I took a pastel workshop in the summer – my first real attempt at any sort of painting. I loved it.

Pastels are layered color – powdery gems all over the paper (and my clothes and my nose). It reminds me quite a bit of the way I approach sculpting a relief. Building up color and depth instead of form and texture.

So… I loved it, but I was busy with classes and art shows through the summer and fall so I didn’t get a chance to dig into it until recently. I did read a couple books and watched a number of videos in the meantime.

The hardest part of starting out was deciding which pastels to get. They’re expensive, and I wanted good quality and a wide variety of colors for my first investment. (You notice that? I think they could be as addicting as clay)

I already have a set of 80 pan pastels * (Love them – both on paper and clay and I bought all of them after my initial set of 20), an inexpensive set of Dick Blicks (Nice set to start with. Good color but on the harder side.) and a set of Carb Othello pencils * (great for details like animal eyes). I finally decided on these Sennelier half sticks*. Aren’t they gorgeous? Luscious color in a box. 🙂

So first thing I did was grab a scrap piece of paper (ordinary shiny printer paper) and see what the colors actually looked like. I started with a really lovely deep blue. Then I grabbed a photo off the bookcase from our beluga encounter and started playing.

Not quite a finished painting… But on the right surface – with some more tooth to the paper – I think it could have become one. I really should have started with a real piece of pastel paper. Pastel paper ranges from about 400 grit sandpaper (really sandpaper) to thick textured paper similar to watercolor paper. You just can’t get much pastel to stick to printer paper.

Love the pastels and I think I’m really going to enjoy painting.

*Amazon affiliate links to what I actually bought

 

2 Responses to Pastel 101

  1. Carole says:

    I thought the pan pastels would be less messy but I’m still covered in them! At least I CAN’T spill them or forget to clise them and they dry out! I have 2 words for ya sea turtle! Please!

    • Skygrazer says:

      Yeah I know… And the stick pastels are MUCH messier than pan pastels. 🙂 At least for the pan pastels I’m using an applicator to apply them. For the sticks your hands are covered, and the dust drifts down…
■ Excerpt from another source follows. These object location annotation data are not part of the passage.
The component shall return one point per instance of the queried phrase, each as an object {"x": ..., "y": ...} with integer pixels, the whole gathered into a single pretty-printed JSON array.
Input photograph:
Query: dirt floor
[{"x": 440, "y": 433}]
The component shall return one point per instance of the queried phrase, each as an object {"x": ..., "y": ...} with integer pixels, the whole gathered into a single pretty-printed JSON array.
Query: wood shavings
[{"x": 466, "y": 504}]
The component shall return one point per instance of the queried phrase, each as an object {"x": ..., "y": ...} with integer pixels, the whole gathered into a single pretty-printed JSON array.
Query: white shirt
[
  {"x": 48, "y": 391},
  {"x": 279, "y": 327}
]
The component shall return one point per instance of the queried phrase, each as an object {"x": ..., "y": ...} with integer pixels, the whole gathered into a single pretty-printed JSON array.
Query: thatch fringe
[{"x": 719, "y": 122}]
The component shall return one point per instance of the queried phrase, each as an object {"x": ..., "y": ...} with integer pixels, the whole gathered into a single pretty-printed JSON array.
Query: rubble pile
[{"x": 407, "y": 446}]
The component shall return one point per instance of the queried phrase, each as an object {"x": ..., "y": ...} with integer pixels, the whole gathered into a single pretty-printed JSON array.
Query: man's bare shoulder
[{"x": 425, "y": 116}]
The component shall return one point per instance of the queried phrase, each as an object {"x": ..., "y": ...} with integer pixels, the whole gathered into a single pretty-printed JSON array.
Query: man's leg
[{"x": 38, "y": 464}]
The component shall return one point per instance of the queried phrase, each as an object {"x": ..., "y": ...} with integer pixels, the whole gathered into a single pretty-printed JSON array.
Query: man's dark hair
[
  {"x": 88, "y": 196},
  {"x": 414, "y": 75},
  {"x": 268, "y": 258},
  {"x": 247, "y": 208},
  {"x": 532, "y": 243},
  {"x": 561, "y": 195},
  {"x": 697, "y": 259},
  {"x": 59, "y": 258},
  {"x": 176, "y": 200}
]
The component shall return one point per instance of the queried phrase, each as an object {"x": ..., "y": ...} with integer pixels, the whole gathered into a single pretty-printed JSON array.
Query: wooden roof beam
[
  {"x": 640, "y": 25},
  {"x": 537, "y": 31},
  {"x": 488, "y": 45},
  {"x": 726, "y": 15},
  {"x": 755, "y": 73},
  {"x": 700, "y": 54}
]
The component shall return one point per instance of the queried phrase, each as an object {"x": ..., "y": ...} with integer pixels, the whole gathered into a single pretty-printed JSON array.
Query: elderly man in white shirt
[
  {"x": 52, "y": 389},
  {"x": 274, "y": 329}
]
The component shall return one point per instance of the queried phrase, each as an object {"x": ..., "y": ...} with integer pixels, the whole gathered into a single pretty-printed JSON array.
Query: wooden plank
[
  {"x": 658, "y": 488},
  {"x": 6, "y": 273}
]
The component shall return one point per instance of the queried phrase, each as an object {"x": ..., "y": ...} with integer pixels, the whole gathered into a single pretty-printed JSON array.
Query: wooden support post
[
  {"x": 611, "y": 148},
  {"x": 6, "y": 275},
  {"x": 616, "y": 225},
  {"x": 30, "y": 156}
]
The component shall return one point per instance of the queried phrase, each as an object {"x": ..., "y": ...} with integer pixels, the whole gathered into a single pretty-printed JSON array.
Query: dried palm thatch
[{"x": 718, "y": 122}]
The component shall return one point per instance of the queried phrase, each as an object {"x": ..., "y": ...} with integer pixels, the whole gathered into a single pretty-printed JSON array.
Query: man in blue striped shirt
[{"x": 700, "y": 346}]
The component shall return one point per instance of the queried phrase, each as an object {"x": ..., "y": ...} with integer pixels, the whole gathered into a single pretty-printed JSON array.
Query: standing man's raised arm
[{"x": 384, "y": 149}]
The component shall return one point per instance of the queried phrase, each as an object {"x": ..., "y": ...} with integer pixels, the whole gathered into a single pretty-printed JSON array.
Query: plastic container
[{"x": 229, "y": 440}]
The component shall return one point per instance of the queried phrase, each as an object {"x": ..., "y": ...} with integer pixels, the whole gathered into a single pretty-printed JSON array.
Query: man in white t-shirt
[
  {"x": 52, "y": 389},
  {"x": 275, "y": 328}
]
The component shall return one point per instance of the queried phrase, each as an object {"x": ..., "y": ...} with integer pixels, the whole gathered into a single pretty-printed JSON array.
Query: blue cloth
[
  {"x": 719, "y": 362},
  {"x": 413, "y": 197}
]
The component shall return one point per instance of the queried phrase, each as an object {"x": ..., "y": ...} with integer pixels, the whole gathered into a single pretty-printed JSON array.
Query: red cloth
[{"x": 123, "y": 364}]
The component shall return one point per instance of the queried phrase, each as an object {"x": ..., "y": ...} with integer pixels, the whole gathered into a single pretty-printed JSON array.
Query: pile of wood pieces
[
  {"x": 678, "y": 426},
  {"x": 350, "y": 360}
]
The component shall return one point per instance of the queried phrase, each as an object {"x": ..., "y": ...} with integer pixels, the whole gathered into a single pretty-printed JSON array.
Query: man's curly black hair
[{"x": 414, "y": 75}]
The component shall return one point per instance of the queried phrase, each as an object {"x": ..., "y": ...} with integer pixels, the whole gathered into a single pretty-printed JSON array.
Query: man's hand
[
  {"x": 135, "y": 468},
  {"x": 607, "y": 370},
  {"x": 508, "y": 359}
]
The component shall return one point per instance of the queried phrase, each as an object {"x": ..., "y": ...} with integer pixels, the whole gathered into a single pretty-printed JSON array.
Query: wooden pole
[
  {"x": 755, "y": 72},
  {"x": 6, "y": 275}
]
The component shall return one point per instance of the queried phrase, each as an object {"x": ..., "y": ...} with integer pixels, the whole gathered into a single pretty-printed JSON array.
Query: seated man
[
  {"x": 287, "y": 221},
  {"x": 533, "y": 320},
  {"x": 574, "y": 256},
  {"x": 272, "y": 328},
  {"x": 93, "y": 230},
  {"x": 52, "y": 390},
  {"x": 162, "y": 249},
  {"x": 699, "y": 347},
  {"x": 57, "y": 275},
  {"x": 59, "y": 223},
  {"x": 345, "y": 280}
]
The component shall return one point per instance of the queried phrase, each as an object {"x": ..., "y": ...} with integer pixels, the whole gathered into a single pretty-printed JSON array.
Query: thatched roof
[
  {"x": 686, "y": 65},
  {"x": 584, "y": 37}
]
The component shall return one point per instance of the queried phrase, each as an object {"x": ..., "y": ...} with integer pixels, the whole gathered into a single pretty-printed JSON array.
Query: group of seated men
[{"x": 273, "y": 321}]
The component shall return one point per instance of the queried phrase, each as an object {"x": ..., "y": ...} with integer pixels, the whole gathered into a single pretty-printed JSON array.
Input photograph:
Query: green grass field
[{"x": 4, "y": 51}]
      Most people in the pastel workshop I went to were wore aprons. I try to remember to do that but I just go in to look at something and then I just want to touch up one tiny area.

      Fifteen minutes later my husband’s laughing at me because I have pastel under my eye and down the side of my nose 😉

      And I will definitely do a sea turtle. Thanks for the reminder. Just have to find the GoPro videos again and choose a good reference image. It was absolutely amazing when we were diving with them.